Hardware Implementation
Emerging wireless technologies such as WiMAX and LTE increasingly employ the use of multiple antennas for techniques such as multiple-input multiple-output (MIMO). As a result, the hardware platform must have a very high throughput processing capability to perform complex functions such as CFR that would be required for each antenna separately.
The combination of Altera’s high-performance, lowest power Stratix® series FPGAs and HardCopy® ASICs provide a unique opportunity to design for volume from inception, while avoiding time consuming and risky ASIC conversions. Stratix series FPGAs provide an effective mix of on-chip memory and high-performance signal processing capability to achieve the lowest cost-per-channel in next-generation LTE RF card and remote radio head (RRH) designs.

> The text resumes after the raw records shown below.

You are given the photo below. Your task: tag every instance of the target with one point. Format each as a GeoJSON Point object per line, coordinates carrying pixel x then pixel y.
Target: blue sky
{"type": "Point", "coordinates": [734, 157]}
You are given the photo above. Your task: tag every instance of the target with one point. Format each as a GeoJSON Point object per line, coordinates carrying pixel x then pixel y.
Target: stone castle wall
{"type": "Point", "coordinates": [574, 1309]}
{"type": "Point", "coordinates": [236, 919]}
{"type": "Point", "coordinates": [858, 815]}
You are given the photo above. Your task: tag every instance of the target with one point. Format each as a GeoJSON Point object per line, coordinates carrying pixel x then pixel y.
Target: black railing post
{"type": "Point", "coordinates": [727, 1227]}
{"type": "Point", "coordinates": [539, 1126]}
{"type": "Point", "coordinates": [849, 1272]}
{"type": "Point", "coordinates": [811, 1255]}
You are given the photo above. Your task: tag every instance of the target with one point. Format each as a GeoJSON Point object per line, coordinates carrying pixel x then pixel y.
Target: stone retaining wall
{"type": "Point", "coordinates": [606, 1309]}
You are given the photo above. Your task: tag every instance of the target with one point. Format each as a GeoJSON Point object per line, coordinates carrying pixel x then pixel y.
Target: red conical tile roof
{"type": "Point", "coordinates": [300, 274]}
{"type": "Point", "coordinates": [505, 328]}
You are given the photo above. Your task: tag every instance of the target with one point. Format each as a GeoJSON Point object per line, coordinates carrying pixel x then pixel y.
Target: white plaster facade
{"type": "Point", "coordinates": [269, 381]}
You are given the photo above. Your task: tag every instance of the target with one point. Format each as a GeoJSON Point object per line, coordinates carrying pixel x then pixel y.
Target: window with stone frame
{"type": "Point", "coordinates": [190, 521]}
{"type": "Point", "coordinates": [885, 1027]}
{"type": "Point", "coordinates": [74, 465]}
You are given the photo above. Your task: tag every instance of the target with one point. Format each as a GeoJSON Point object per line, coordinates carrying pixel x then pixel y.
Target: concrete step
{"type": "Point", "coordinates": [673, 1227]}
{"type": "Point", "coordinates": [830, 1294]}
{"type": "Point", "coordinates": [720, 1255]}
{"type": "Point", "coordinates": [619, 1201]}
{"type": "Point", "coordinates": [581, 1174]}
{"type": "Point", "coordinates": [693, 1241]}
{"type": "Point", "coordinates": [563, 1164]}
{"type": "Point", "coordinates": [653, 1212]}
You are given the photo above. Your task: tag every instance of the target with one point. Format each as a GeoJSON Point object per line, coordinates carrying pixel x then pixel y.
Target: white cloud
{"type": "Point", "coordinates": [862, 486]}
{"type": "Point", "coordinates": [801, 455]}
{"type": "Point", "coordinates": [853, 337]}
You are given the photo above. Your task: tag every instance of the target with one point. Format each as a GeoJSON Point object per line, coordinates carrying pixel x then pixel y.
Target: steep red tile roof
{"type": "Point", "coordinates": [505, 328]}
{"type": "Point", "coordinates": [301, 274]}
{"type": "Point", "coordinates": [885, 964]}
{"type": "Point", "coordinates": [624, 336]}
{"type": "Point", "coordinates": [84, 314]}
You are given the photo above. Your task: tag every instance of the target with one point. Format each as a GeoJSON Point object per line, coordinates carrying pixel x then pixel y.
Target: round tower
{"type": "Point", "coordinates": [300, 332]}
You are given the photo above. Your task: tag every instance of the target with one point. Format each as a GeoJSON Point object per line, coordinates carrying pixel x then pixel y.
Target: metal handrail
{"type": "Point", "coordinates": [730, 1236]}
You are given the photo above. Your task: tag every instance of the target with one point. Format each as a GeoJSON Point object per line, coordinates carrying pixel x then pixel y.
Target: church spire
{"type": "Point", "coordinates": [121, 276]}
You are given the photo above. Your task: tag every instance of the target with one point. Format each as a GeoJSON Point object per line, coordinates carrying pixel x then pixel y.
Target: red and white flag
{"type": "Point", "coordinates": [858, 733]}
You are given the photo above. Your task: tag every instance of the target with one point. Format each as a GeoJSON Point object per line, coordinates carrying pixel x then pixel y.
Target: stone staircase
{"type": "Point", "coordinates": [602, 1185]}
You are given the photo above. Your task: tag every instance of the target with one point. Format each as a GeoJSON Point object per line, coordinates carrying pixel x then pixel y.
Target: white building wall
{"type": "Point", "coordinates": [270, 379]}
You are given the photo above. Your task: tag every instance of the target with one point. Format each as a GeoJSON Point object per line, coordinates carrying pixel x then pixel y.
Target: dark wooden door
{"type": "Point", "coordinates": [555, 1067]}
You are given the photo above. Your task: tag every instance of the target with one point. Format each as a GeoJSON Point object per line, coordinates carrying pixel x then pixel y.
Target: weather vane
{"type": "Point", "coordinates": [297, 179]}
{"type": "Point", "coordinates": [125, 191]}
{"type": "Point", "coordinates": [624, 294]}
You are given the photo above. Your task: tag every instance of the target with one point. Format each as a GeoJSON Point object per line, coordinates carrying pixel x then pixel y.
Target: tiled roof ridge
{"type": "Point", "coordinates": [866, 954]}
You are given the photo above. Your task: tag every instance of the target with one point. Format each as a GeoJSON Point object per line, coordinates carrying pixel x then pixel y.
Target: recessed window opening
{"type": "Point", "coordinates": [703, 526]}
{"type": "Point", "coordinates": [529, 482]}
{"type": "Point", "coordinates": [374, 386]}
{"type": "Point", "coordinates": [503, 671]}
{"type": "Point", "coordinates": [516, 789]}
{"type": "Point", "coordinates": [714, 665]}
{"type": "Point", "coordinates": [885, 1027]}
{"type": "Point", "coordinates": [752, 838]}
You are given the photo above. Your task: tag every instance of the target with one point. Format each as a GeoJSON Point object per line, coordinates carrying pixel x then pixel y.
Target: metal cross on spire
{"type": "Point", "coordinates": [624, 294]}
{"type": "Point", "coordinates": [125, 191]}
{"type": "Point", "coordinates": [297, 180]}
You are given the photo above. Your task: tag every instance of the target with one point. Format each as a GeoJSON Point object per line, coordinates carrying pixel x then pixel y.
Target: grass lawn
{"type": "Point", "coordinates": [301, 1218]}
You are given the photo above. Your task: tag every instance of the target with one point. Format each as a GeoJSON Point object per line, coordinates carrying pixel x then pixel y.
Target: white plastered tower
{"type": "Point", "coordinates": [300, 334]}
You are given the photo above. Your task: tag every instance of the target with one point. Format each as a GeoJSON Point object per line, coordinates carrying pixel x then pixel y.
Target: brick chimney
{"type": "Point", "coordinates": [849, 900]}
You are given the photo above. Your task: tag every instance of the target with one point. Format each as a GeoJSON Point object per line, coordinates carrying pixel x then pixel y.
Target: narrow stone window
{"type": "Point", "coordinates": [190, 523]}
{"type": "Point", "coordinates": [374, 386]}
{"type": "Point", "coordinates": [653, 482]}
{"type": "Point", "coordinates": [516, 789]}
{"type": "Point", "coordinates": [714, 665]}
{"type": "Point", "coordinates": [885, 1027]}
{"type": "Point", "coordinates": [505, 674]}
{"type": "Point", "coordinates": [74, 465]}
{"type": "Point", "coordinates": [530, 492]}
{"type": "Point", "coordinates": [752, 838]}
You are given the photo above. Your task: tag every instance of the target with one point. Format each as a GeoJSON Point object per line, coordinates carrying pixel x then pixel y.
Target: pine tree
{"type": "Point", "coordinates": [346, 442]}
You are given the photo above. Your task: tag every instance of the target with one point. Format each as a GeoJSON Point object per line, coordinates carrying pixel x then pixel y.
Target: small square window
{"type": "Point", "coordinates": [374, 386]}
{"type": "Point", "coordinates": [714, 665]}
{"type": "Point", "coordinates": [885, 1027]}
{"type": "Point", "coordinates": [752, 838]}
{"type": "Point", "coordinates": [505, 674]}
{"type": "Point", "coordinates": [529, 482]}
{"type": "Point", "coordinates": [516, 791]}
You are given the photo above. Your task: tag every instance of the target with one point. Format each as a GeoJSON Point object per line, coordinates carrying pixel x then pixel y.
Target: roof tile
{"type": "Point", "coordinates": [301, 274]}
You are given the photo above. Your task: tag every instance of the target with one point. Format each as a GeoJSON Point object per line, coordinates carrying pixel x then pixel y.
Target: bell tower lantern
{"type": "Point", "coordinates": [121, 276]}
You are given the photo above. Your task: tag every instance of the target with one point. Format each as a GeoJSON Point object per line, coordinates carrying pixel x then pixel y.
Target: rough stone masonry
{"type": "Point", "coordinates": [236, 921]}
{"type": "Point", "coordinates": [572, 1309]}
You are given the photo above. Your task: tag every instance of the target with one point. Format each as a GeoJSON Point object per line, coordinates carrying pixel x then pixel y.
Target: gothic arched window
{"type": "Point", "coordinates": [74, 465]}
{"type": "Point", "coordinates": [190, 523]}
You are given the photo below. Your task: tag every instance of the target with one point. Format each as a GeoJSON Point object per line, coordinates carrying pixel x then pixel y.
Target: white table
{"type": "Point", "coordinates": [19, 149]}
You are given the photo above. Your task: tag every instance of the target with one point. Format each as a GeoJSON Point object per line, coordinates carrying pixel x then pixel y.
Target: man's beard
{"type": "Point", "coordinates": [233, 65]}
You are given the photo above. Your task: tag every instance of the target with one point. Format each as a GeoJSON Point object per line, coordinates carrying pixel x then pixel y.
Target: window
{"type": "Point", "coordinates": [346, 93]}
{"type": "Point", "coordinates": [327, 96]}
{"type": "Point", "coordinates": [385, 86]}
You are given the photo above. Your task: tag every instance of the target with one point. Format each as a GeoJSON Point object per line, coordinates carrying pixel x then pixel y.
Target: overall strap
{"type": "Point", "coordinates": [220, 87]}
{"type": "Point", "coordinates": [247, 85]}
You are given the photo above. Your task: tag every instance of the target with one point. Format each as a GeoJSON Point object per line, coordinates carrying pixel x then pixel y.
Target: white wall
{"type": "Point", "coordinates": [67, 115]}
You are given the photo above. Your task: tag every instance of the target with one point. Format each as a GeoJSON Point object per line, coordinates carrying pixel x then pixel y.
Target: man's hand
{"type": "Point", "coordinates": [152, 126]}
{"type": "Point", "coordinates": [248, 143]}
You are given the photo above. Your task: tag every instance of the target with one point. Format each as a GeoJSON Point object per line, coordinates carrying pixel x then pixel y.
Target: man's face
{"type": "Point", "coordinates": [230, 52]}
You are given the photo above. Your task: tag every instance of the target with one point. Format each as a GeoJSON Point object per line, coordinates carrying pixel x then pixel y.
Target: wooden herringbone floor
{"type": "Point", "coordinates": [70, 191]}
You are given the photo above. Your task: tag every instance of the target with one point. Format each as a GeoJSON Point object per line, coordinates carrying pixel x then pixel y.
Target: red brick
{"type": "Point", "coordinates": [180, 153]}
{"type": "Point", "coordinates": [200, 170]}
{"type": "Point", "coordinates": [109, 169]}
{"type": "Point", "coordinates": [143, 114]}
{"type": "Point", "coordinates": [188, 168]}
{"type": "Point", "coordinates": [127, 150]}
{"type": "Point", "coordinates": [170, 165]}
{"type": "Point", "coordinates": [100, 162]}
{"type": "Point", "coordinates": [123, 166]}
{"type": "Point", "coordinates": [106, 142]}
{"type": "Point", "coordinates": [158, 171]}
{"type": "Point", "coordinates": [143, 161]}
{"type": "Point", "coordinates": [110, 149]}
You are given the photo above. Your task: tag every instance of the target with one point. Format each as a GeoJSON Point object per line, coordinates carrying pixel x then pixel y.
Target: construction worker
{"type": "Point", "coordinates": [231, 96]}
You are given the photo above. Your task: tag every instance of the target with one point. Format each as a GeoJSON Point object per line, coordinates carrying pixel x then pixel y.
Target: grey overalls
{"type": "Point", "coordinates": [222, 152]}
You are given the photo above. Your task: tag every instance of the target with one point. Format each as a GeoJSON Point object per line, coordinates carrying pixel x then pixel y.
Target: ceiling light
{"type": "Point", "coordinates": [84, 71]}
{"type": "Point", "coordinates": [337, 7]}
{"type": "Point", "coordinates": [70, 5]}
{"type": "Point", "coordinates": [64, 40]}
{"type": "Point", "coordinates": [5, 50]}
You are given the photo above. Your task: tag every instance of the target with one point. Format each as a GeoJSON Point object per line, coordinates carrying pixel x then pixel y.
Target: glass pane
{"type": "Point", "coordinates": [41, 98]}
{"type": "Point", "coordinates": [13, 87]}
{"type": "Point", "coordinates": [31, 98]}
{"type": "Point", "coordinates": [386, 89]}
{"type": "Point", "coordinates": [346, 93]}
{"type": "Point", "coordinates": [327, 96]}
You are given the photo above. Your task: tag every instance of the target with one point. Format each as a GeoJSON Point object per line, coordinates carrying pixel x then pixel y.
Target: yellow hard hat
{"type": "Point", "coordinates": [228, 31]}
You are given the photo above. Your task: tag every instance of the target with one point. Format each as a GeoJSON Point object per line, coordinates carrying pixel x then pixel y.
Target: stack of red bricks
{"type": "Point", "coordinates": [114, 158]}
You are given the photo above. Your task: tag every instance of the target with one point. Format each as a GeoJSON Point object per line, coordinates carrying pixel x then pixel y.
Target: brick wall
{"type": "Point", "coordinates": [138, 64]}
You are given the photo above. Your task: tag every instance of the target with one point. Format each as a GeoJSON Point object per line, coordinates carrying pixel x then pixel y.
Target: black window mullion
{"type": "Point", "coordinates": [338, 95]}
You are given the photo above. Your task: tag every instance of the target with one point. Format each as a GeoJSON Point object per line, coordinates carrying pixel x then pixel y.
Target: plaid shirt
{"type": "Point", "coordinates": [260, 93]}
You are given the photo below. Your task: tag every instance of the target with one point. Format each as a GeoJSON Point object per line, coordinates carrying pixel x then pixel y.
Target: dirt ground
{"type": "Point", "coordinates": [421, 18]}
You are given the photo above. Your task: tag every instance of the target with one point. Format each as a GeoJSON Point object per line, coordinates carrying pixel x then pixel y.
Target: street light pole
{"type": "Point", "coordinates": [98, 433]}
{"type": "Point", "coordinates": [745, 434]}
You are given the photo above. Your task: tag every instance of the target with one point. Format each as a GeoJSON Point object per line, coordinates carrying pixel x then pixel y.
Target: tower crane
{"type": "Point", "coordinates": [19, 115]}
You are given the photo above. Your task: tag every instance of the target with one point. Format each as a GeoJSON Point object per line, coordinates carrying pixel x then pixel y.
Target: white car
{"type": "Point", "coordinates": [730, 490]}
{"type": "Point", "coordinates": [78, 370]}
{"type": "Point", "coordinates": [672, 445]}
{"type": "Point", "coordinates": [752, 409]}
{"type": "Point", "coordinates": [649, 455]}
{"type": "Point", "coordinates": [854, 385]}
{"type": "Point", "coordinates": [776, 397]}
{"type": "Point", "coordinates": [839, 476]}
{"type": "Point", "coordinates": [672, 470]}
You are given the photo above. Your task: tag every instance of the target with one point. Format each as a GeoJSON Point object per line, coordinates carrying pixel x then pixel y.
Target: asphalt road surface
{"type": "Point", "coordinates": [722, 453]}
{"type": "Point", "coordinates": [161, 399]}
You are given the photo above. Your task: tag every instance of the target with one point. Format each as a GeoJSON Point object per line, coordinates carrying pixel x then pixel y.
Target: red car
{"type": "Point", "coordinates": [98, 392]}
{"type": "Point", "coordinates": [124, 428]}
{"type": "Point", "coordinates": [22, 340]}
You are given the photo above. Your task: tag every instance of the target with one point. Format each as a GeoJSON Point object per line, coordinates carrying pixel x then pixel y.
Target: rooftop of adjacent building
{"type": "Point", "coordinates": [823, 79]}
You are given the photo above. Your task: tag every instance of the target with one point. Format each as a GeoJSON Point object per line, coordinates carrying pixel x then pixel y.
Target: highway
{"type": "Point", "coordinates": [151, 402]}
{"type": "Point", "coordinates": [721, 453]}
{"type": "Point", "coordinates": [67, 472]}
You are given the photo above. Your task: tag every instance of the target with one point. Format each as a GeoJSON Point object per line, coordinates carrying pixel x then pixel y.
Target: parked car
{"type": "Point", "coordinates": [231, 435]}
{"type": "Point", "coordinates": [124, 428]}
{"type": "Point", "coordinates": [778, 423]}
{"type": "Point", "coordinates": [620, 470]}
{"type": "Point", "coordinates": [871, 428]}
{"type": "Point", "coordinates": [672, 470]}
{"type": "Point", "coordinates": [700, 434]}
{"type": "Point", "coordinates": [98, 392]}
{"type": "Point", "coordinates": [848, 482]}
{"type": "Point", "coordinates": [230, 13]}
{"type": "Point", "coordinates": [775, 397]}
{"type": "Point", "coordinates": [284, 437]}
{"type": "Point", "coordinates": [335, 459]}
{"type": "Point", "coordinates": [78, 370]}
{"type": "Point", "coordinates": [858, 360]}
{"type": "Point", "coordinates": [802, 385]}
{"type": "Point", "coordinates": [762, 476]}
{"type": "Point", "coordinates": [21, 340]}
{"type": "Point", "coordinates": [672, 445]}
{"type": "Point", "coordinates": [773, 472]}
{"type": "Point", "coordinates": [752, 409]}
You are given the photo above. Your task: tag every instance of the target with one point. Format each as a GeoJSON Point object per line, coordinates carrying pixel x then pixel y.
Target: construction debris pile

With unique low power consumption features such as Programmable Power Technology and selectable core voltage, Stratix series FPGAs meet these allowable power consumption levels. The high density of Stratix series FPGAs also provides unprecedented levels of integration, enabling single-chip solutions for multiple antenna-based systems, with further cost, size, and power consumption reduction via risk-free seamless migration to HardCopy ASICs.
Figure 2 shows an example of the CFR design integrated into a 10-MHz LTE wireless system. The CFR module processes three baseband channels where each channel has a sampling rate of 15.36 MSPS. The baseband channels are multiplexed together such that each frequency domain OFDM symbol is presented to the CFR module in a sequential fashion.
Figure 2. Example System Integration of CFR in 10-MHz LTE System
At the output of the CFR, the symbols are in the time domain and have been interpolated by a factor of four. The CFR uses an intermediate frequency of 61.44 MSPS, which requires no further upconversion. If an IF sampling frequency of 122.88 MSPS is required, just one single stage of interpolation by two filters is required.
Related Links
[1] C. Zhao, R. J. Baxley, G. T. Zhou, D. Boppana, and J. S. Kenney, Constrained Clipping for Crest Factor Reduction in Multiple-user OFDM, in Proc. IEEE Radio and Wireless Symposium, pp. 341-344, Jan. 2007.